In 2020, nearly 18,000 structures burned as a result of wildfires. As the demand for wildfire response resources skyrockets, electric utilities face the hard question of what they’re doing to protect their networks from catastrophic fires and mass outages.
Though more wildfires occur in the eastern United States, those in the West (specifically Alaska, Arizona, California, Colorado, Hawaii, Idaho, Montana, New Mexico, Nevada, Oregon, Utah, Washington and Wyoming) burn more than 13 times the acreage. California utilities have paved the way in wildfire mitigation strategies in recent years, but expanding climate issues and rapid wildland-urban interface growth throughout the western states means that change must come quickly.
Jeff Wissing, vegetation management supervisor at Holy Cross Energy, an Overstory partner, said he has become accustomed to his utility’s five-year cycle, which has worked for a long time, but he’s seeing that this might not be the future. “We might need to reevaluate and restructure our program,” he says.
The pressure to keep pace with record-breaking heat waves, prolonged droughts and increasing tree mortality demands that utilities in those areas find better approaches to wildfire mitigation. Now, in addition to prioritizing reliability — that is, limiting the frequency and duration of disruptions to power customers — utilities must also consider resiliency — the ability to handle increasingly frequent high-impact events — more than ever before.
Investor-owned utilities and cooperatives alike can build a cost-effective wildfire mitigation plan for the future with actionable short- and long-term solutions.
Wildland-Urban Interface Expansion
Many electric utilities have seen explosive growth in total members served in recent years. The COVID pandemic in particular drove individuals to cheaper and larger housing in more rural areas, causing accelerated expansion in the wildland-urban interface (WUI).
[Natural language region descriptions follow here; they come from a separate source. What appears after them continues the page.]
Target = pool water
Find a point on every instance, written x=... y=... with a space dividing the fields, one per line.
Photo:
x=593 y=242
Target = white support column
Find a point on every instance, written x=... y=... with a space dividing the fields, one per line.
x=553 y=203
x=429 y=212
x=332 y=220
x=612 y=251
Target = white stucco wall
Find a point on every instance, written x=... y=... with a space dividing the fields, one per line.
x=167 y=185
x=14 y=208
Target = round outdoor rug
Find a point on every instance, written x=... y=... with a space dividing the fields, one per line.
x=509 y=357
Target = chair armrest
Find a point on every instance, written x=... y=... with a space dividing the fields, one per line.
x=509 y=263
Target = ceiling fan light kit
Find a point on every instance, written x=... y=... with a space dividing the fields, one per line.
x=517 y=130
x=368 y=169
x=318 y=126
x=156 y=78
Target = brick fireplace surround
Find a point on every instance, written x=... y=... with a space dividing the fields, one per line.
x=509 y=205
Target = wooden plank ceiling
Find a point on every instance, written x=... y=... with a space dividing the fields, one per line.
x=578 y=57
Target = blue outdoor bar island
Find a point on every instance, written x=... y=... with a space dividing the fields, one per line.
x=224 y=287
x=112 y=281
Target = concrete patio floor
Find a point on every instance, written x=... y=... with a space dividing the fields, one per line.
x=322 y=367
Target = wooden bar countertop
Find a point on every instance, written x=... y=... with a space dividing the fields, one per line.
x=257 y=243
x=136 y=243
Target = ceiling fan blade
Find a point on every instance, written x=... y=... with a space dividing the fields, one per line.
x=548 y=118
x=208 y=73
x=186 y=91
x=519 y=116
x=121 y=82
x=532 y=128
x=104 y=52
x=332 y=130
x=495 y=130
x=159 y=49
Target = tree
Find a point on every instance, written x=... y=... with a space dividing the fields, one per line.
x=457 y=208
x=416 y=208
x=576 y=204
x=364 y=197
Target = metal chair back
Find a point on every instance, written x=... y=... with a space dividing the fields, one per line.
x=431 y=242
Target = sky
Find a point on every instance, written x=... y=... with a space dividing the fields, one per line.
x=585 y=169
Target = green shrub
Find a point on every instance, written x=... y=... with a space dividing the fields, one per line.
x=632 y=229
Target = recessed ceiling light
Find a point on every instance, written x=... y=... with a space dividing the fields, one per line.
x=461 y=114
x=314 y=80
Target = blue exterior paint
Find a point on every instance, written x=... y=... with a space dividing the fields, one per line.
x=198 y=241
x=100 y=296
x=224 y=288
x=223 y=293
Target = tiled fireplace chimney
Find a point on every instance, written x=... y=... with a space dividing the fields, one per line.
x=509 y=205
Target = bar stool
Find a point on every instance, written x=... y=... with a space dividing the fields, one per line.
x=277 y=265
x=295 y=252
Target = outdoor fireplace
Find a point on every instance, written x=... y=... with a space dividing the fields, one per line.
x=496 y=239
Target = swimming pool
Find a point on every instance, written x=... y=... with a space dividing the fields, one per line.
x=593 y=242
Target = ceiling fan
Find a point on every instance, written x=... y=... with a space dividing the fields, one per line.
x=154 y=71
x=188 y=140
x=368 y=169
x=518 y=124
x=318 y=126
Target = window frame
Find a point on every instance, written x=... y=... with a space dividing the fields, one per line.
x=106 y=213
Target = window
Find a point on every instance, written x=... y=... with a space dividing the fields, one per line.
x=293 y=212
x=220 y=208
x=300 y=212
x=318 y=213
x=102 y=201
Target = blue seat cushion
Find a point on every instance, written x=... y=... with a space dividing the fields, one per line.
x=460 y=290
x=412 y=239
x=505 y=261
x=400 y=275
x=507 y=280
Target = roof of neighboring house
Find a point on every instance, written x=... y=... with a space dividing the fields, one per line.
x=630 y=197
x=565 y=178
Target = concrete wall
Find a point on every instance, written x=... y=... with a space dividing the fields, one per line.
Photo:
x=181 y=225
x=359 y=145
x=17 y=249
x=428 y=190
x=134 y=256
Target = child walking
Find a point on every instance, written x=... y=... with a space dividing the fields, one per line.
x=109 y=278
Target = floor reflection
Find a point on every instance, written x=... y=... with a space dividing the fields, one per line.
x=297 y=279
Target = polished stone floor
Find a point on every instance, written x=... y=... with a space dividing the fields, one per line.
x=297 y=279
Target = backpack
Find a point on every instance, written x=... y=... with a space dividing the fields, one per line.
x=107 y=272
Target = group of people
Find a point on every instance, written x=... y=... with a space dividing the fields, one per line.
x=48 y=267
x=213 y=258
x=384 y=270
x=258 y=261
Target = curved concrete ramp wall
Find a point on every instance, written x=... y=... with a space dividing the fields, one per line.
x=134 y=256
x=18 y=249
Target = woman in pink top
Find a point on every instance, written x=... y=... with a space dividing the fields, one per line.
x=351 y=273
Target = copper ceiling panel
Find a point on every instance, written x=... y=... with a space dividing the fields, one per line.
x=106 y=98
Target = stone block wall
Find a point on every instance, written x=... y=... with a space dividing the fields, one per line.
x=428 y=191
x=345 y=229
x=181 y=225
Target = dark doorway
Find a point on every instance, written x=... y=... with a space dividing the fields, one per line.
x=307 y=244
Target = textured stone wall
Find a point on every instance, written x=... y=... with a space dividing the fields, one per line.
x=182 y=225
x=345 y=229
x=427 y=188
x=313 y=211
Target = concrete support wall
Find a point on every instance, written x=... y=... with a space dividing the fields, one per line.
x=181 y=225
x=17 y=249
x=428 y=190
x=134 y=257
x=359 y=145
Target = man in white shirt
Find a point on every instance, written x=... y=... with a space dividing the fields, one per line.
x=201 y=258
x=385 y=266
A 2014 wildfire risk analysis of Colorado’s Front Range showed that Colorado’s WUI, combined with its distribution of public and private lands, increased the risk of fast-spreading wildfires from more remote areas to populous and vulnerable communities.
According to U.S. fire administrator, Dr. Lori Moore Merrell, climate change and increasing development in the wildland urban interface are rapidly changing the complexity and response challenges for the fire service.
“It is time for us all to recognize that wildland fire is not just a forest or rural problem any longer,” Merrell says. “Urban and suburban fire departments that had no part in wildland firefighting 30 years ago are now heavily engaged in wildland fire prevention, mitigation and response. The wildland urban interface is now the frontier for wildland fire.”
Compounding Climate Risk
Wildfire severity has compounded in recent years resulting from five key factors: rising temperatures, shorter winters, pests and disease, drought and historic fire suppression. Beyond the increased risk of ignition, diminishing vegetation health leads to increased fuel for the flames to build into megafires.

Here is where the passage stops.